Benchmark methods

更新时间:
复制 MD 格式

These benchmark tests measure the performance gap between HBase Community Edition and ApsaraDB for HBase Performance-enhanced Edition across three dimensions: throughput, response latency, and storage efficiency. Run these tests to verify whether the Performance-enhanced Edition meets your production requirements before migrating, or to reproduce the published benchmark results in your own environment.

All tests use Yahoo Cloud Serving Benchmark (YCSB) as the load generator.

Prepare data

Create a test table in each cluster. All tests share the same schema: 200 partitions based on YCSB data distribution.

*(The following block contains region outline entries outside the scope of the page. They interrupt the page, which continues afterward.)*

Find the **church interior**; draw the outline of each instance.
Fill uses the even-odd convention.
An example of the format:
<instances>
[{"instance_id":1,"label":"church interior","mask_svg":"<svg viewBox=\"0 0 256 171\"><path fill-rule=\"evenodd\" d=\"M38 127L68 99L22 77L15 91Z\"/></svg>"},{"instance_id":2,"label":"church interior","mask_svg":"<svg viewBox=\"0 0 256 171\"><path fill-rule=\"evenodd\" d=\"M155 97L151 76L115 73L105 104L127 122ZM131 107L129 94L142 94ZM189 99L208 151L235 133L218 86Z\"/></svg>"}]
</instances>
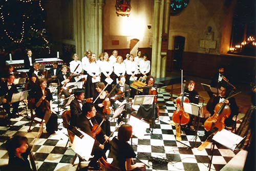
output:
<instances>
[{"instance_id":1,"label":"church interior","mask_svg":"<svg viewBox=\"0 0 256 171\"><path fill-rule=\"evenodd\" d=\"M255 5L250 0L3 1L0 2L1 76L4 77L5 68L11 65L22 77L24 62L19 61L27 58L27 49L32 50L36 61L40 59L37 62L48 68L52 61L49 63L48 59L56 59L60 67L63 64L69 67L74 53L82 61L89 49L96 56L105 52L110 56L117 50L124 61L127 53L134 56L138 51L145 53L151 64L147 75L155 78L157 88L156 104L159 111L154 126L147 123L148 127L142 138L134 135L129 141L137 155L135 161L144 163L146 170L254 170ZM181 93L189 80L193 80L203 112L204 106L212 97L208 94L211 82L220 67L225 68L229 76L227 80L223 76L226 75L220 74L225 84L232 87L238 110L232 118L234 124L224 129L232 133L232 138L239 136L242 139L236 148L230 149L230 146L211 140L200 150L199 147L207 140L204 124L195 115L192 129L178 125L172 120L180 106L176 99L182 97L183 103L184 96ZM184 80L186 87L182 84ZM26 84L21 84L18 90L23 91ZM19 117L11 119L10 125L3 123L5 111L0 103L0 170L1 166L8 164L7 140L19 135L26 137L29 145L33 146L36 170L90 170L83 169L88 161L82 161L80 167L82 157L77 156L78 152L69 141L61 118L63 111L70 108L67 101L59 96L58 90L54 89L52 97L58 130L49 135L45 128L39 137L38 131L46 126L33 123L32 131L28 131L33 110L28 110L24 103L20 102ZM133 98L132 103L134 101ZM134 113L138 110L136 107L140 107L136 106ZM115 113L111 108L110 118ZM124 119L125 123L128 117ZM190 120L193 118L190 116ZM118 121L110 120L113 137L117 136ZM181 131L177 140L179 126ZM222 138L221 141L232 141ZM111 163L113 156L110 150L106 156L106 161Z\"/></svg>"}]
</instances>

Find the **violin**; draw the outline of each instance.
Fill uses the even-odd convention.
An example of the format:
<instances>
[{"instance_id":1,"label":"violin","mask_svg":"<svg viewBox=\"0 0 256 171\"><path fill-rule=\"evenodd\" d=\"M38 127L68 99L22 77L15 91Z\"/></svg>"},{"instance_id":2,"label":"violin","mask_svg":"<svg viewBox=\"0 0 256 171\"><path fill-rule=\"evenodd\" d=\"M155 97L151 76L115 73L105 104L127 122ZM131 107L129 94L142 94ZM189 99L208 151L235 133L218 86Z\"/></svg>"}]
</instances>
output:
<instances>
[{"instance_id":1,"label":"violin","mask_svg":"<svg viewBox=\"0 0 256 171\"><path fill-rule=\"evenodd\" d=\"M204 129L209 131L217 128L218 131L221 131L225 127L224 121L231 113L230 108L224 102L219 103L215 106L214 114L205 121L204 124Z\"/></svg>"},{"instance_id":2,"label":"violin","mask_svg":"<svg viewBox=\"0 0 256 171\"><path fill-rule=\"evenodd\" d=\"M177 109L176 111L174 111L174 114L172 117L173 121L176 124L179 125L185 125L187 124L190 120L189 115L184 111L183 107L183 102L184 101L184 99L185 99L185 102L189 102L188 98L187 97L184 97L184 88L185 85L186 81L184 81L183 85L182 96L178 97L177 98L178 99L176 99Z\"/></svg>"},{"instance_id":3,"label":"violin","mask_svg":"<svg viewBox=\"0 0 256 171\"><path fill-rule=\"evenodd\" d=\"M99 124L99 125L95 124L93 125L93 126L92 128L92 134L93 135L93 137L95 138L96 136L98 135L101 131L101 127L100 127L102 123L105 121L105 117L103 116L102 118L102 120L101 122Z\"/></svg>"}]
</instances>

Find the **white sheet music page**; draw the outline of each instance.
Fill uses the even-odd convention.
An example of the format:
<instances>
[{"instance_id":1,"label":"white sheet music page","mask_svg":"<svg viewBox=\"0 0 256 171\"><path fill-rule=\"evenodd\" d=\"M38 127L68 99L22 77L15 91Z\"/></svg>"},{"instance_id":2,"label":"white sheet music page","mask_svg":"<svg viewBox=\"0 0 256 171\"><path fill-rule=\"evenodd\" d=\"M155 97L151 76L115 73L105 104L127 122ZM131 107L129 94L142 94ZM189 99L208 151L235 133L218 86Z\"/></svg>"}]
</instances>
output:
<instances>
[{"instance_id":1,"label":"white sheet music page","mask_svg":"<svg viewBox=\"0 0 256 171\"><path fill-rule=\"evenodd\" d=\"M244 138L223 129L212 137L212 140L233 150Z\"/></svg>"}]
</instances>

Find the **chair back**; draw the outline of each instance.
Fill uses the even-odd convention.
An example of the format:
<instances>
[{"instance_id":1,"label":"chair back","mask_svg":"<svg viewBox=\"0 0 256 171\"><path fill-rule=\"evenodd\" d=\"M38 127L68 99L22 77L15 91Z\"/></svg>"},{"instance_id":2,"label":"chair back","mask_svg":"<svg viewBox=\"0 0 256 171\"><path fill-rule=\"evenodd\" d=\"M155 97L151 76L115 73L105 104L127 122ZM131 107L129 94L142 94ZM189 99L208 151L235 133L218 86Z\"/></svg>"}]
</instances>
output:
<instances>
[{"instance_id":1,"label":"chair back","mask_svg":"<svg viewBox=\"0 0 256 171\"><path fill-rule=\"evenodd\" d=\"M99 159L99 164L101 171L122 171L120 168L114 166L104 159L103 157Z\"/></svg>"}]
</instances>

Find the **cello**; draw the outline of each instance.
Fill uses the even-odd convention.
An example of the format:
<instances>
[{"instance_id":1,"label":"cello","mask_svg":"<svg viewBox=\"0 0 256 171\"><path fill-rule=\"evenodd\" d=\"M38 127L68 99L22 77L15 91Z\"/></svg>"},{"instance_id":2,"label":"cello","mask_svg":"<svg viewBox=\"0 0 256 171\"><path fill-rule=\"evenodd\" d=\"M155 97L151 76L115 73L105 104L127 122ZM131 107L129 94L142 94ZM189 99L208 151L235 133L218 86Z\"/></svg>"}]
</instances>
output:
<instances>
[{"instance_id":1,"label":"cello","mask_svg":"<svg viewBox=\"0 0 256 171\"><path fill-rule=\"evenodd\" d=\"M239 92L225 100L227 100L241 92ZM204 129L207 131L210 131L211 129L215 128L218 131L223 129L225 127L224 121L226 118L228 118L231 114L230 108L224 102L218 103L214 108L215 113L211 116L207 118L204 124Z\"/></svg>"},{"instance_id":2,"label":"cello","mask_svg":"<svg viewBox=\"0 0 256 171\"><path fill-rule=\"evenodd\" d=\"M176 99L177 109L174 111L172 120L174 123L179 125L185 125L190 120L189 115L184 111L183 102L189 103L189 100L186 97L184 97L184 88L186 85L186 81L184 81L183 85L182 96Z\"/></svg>"}]
</instances>

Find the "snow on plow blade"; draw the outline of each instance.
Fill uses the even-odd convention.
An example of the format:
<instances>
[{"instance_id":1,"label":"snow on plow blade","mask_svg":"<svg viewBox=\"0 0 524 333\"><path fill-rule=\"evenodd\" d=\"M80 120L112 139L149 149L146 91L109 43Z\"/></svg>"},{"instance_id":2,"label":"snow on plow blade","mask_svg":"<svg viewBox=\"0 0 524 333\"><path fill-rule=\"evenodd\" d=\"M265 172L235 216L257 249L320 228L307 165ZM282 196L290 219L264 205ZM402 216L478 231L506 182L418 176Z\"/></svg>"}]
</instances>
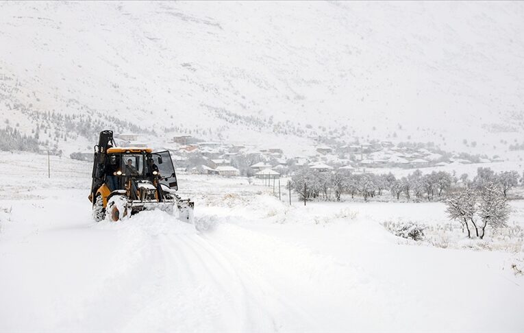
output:
<instances>
[{"instance_id":1,"label":"snow on plow blade","mask_svg":"<svg viewBox=\"0 0 524 333\"><path fill-rule=\"evenodd\" d=\"M120 197L120 196L118 196ZM110 219L114 221L142 212L143 210L160 210L175 216L179 220L193 223L193 207L195 204L189 199L166 199L158 202L155 200L127 200L127 198L112 198Z\"/></svg>"},{"instance_id":2,"label":"snow on plow blade","mask_svg":"<svg viewBox=\"0 0 524 333\"><path fill-rule=\"evenodd\" d=\"M156 201L133 200L129 202L128 207L131 214L142 210L153 210L158 209L164 211L177 218L189 223L193 223L194 204L189 200L178 201L176 200L166 200L162 202Z\"/></svg>"}]
</instances>

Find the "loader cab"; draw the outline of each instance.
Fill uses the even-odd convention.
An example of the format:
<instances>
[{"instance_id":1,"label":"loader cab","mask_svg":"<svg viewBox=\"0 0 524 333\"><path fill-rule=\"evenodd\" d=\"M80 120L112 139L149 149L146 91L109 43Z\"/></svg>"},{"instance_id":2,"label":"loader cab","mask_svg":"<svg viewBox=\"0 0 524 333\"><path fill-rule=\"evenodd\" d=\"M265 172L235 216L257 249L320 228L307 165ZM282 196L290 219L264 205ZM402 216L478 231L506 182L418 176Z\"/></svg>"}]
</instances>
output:
<instances>
[{"instance_id":1,"label":"loader cab","mask_svg":"<svg viewBox=\"0 0 524 333\"><path fill-rule=\"evenodd\" d=\"M178 190L177 176L169 151L153 152L149 148L110 148L106 175L118 177L118 189L133 181L158 179L170 189Z\"/></svg>"}]
</instances>

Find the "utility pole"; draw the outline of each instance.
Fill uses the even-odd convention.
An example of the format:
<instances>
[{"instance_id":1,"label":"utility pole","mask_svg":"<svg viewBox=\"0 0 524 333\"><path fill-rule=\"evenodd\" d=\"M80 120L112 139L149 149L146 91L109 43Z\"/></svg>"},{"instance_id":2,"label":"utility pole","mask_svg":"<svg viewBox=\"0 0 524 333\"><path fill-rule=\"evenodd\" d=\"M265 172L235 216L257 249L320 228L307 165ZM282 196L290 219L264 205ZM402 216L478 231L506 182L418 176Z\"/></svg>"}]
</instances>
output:
<instances>
[{"instance_id":1,"label":"utility pole","mask_svg":"<svg viewBox=\"0 0 524 333\"><path fill-rule=\"evenodd\" d=\"M305 206L305 183L304 183L304 206Z\"/></svg>"},{"instance_id":2,"label":"utility pole","mask_svg":"<svg viewBox=\"0 0 524 333\"><path fill-rule=\"evenodd\" d=\"M288 181L288 188L289 188L289 206L291 206L291 181Z\"/></svg>"}]
</instances>

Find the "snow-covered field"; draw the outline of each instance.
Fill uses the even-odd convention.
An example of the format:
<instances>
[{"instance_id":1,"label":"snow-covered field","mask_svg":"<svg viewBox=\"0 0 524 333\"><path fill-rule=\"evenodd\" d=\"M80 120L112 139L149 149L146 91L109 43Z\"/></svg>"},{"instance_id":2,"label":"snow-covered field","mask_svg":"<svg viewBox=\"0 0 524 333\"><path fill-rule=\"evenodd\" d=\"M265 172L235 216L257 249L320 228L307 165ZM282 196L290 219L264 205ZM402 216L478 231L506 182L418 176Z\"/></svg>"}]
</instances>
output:
<instances>
[{"instance_id":1,"label":"snow-covered field","mask_svg":"<svg viewBox=\"0 0 524 333\"><path fill-rule=\"evenodd\" d=\"M469 243L442 204L290 206L180 175L196 228L160 211L95 223L90 164L51 162L48 179L47 156L0 153L0 332L524 331L522 238ZM449 244L383 225L406 221Z\"/></svg>"}]
</instances>

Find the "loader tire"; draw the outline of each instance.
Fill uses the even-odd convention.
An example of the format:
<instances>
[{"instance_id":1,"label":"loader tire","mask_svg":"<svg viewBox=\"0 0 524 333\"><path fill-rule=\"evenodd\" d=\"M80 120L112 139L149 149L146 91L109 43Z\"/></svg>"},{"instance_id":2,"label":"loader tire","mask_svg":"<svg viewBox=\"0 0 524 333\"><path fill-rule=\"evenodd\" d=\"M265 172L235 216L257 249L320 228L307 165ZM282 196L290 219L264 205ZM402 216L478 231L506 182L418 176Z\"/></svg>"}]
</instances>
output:
<instances>
[{"instance_id":1,"label":"loader tire","mask_svg":"<svg viewBox=\"0 0 524 333\"><path fill-rule=\"evenodd\" d=\"M100 222L105 219L105 208L103 208L103 199L101 195L97 195L92 206L92 218L95 222Z\"/></svg>"},{"instance_id":2,"label":"loader tire","mask_svg":"<svg viewBox=\"0 0 524 333\"><path fill-rule=\"evenodd\" d=\"M110 220L118 222L127 217L127 200L121 195L112 197L108 202L108 214Z\"/></svg>"}]
</instances>

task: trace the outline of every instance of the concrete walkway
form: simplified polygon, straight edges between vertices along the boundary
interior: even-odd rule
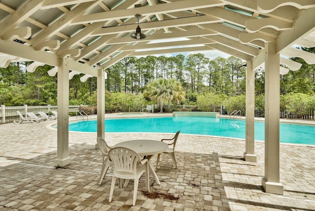
[[[143,178],[132,206],[133,182],[126,188],[116,186],[110,203],[111,171],[97,184],[102,158],[95,148],[96,133],[70,132],[72,163],[54,167],[57,131],[46,127],[53,122],[57,121],[0,125],[0,211],[315,210],[315,146],[281,144],[284,194],[278,195],[265,193],[261,185],[264,142],[255,142],[257,161],[253,163],[243,159],[244,140],[181,134],[178,169],[168,155],[162,155],[157,170],[161,184],[151,177],[150,192],[146,193]],[[111,145],[173,136],[105,134]],[[154,164],[156,160],[156,156]]]

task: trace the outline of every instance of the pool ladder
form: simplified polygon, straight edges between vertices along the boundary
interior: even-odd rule
[[[239,114],[240,117],[241,116],[241,110],[234,110],[234,111],[233,111],[232,113],[231,113],[230,114],[230,119],[231,118],[231,116],[232,115],[233,115],[233,119],[234,119],[234,118],[235,118],[235,115],[237,115],[237,114]]]
[[[87,120],[89,120],[89,116],[88,115],[88,114],[84,112],[84,110],[77,110],[77,112],[75,113],[75,118],[78,118],[78,115],[77,115],[77,113],[79,113],[80,114],[80,116],[81,117],[81,118],[82,119],[82,120],[84,120],[84,116],[86,116],[87,117]],[[83,115],[83,114],[84,114],[84,115]]]

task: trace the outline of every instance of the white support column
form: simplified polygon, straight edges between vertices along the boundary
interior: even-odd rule
[[[5,123],[5,105],[1,105],[2,109],[2,123]]]
[[[261,185],[266,192],[284,194],[280,173],[280,55],[276,43],[265,48],[265,176]]]
[[[256,162],[255,155],[255,72],[252,70],[252,61],[246,64],[246,143],[244,159]]]
[[[98,69],[97,76],[97,137],[105,138],[105,71]],[[95,144],[96,148],[99,147]]]
[[[28,117],[28,114],[27,114],[27,112],[28,112],[28,105],[27,104],[24,104],[24,112],[25,112],[25,117]]]
[[[58,71],[57,158],[56,166],[63,167],[71,163],[69,157],[69,66],[60,59]]]

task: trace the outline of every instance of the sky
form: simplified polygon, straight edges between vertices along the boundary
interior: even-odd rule
[[[223,57],[225,59],[231,56],[230,55],[226,54],[225,53],[223,53],[218,50],[211,50],[209,51],[192,51],[190,52],[182,52],[182,53],[177,53],[173,54],[164,54],[163,56],[165,56],[167,57],[169,57],[171,56],[175,56],[178,54],[183,54],[185,57],[187,56],[189,54],[195,54],[197,53],[202,53],[205,55],[206,57],[208,57],[210,59],[210,60],[213,60],[215,58],[218,57]]]
[[[157,40],[151,41],[148,42],[148,44],[155,43],[156,43],[162,42],[172,42],[172,41],[180,41],[180,40],[187,40],[189,39],[187,38],[179,38]],[[197,45],[195,45],[197,46]],[[177,48],[176,47],[171,47],[169,48]],[[156,49],[158,50],[158,48],[157,48]],[[148,49],[147,49],[147,50],[148,50]],[[207,51],[192,51],[190,52],[181,52],[181,53],[168,53],[168,54],[156,54],[156,55],[154,55],[154,56],[157,57],[159,57],[160,56],[164,56],[166,57],[170,57],[172,56],[175,56],[178,54],[182,54],[184,55],[186,57],[189,54],[197,54],[198,53],[200,53],[204,54],[205,56],[206,57],[209,58],[210,60],[213,60],[214,59],[215,59],[215,58],[218,57],[223,57],[226,59],[228,57],[231,56],[231,55],[229,54],[226,54],[225,53],[223,53],[218,50],[209,50]]]

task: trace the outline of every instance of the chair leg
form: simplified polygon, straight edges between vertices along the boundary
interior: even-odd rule
[[[137,198],[137,192],[138,191],[138,184],[139,183],[139,179],[134,179],[134,184],[133,186],[133,200],[132,201],[132,206],[134,206],[136,204],[136,199]]]
[[[110,191],[109,192],[109,202],[112,202],[112,198],[113,198],[113,193],[114,192],[114,188],[115,188],[115,182],[116,181],[116,177],[113,176],[112,178],[112,184],[110,186]]]
[[[125,182],[124,182],[124,187],[127,187],[127,185],[128,185],[128,183],[129,183],[129,179],[125,179]]]
[[[102,171],[100,172],[100,176],[99,177],[99,180],[98,181],[98,184],[101,184],[102,183],[104,176],[105,176],[105,175],[106,174],[106,172],[107,172],[109,168],[109,166],[108,165],[103,165],[103,166],[102,166]]]
[[[171,158],[172,158],[172,160],[173,160],[173,162],[175,165],[175,168],[177,169],[177,163],[176,161],[176,157],[175,157],[175,153],[174,152],[172,152],[172,153],[169,153],[169,156],[171,157]]]
[[[149,182],[149,165],[147,163],[144,165],[146,174],[146,191],[150,192],[150,184]]]
[[[160,154],[158,154],[158,158],[157,158],[157,169],[158,169],[158,162],[159,161],[159,156],[160,155]]]

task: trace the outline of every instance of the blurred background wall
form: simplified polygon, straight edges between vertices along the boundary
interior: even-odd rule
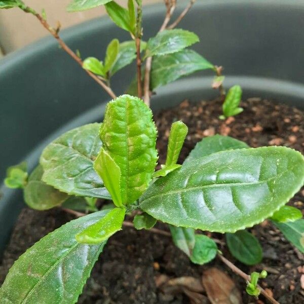
[[[24,0],[29,7],[37,12],[45,9],[48,21],[56,26],[60,21],[62,28],[103,15],[104,7],[101,6],[83,12],[67,13],[65,8],[71,0]],[[126,0],[117,0],[126,5]],[[162,2],[162,0],[143,0],[144,5]],[[46,29],[32,15],[18,9],[0,10],[0,57],[48,34]]]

ApsaraDB for HBase Performance-enhanced Edition uses INDEX encoding and Zstandard (ZSTD) compression. INDEX encoding is exclusive to this edition — if you set the encoding to DIFF, it is automatically upgraded to INDEX.

YCSB workload configuration:

create 'test', {NAME => 'f', DATA_BLOCK_ENCODING => 'DIFF', COMPRESSION => 'ZSTD'}, {SPLITS => (1..199).map{|i| "user#{(i * ((2**63-1)/199)).to_s.rjust(19, "0")}"} }

HBase Community Edition uses DIFF encoding and SNAPPY compression, as recommended by Apache HBase.

create 'test', {NAME => 'f', DATA_BLOCK_ENCODING => 'DIFF', COMPRESSION => 'SNAPPY'}, {SPLITS => (1..199).map{|i| "user#{(i * ((2**63-1)/199)).to_s.rjust(19, "0")}"} }

For the single-row read and range read tests, load an initial dataset of 2 billion rows, 20 columns per row, 20 bytes per column.

YCSB workload configuration:

recordcount=2000000000
operationcount=150000000
workload=com.yahoo.ycsb.workloads.CoreWorkload

readallfields=false
fieldcount=20
fieldlength=20

readproportion=1.0
updateproportion=0.0
scanproportion=0
insertproportion=0

requestdistribution=uniform

Command to load data:

bin/ycsb load hbase10 -P <workload> -p table=test -threads 200 -p columnfamily=f -s

Throughput benchmark tests

These tests compare throughput at the same number of threads. The dataset is 2 billion rows, 20 columns per row, 20 bytes per column. The four scenarios are independent.

For all read and range scan tests, follow this pre-test procedure: run a major compaction and wait for it to complete, then run a warm-up test for 20 minutes before starting the formal 20-minute test.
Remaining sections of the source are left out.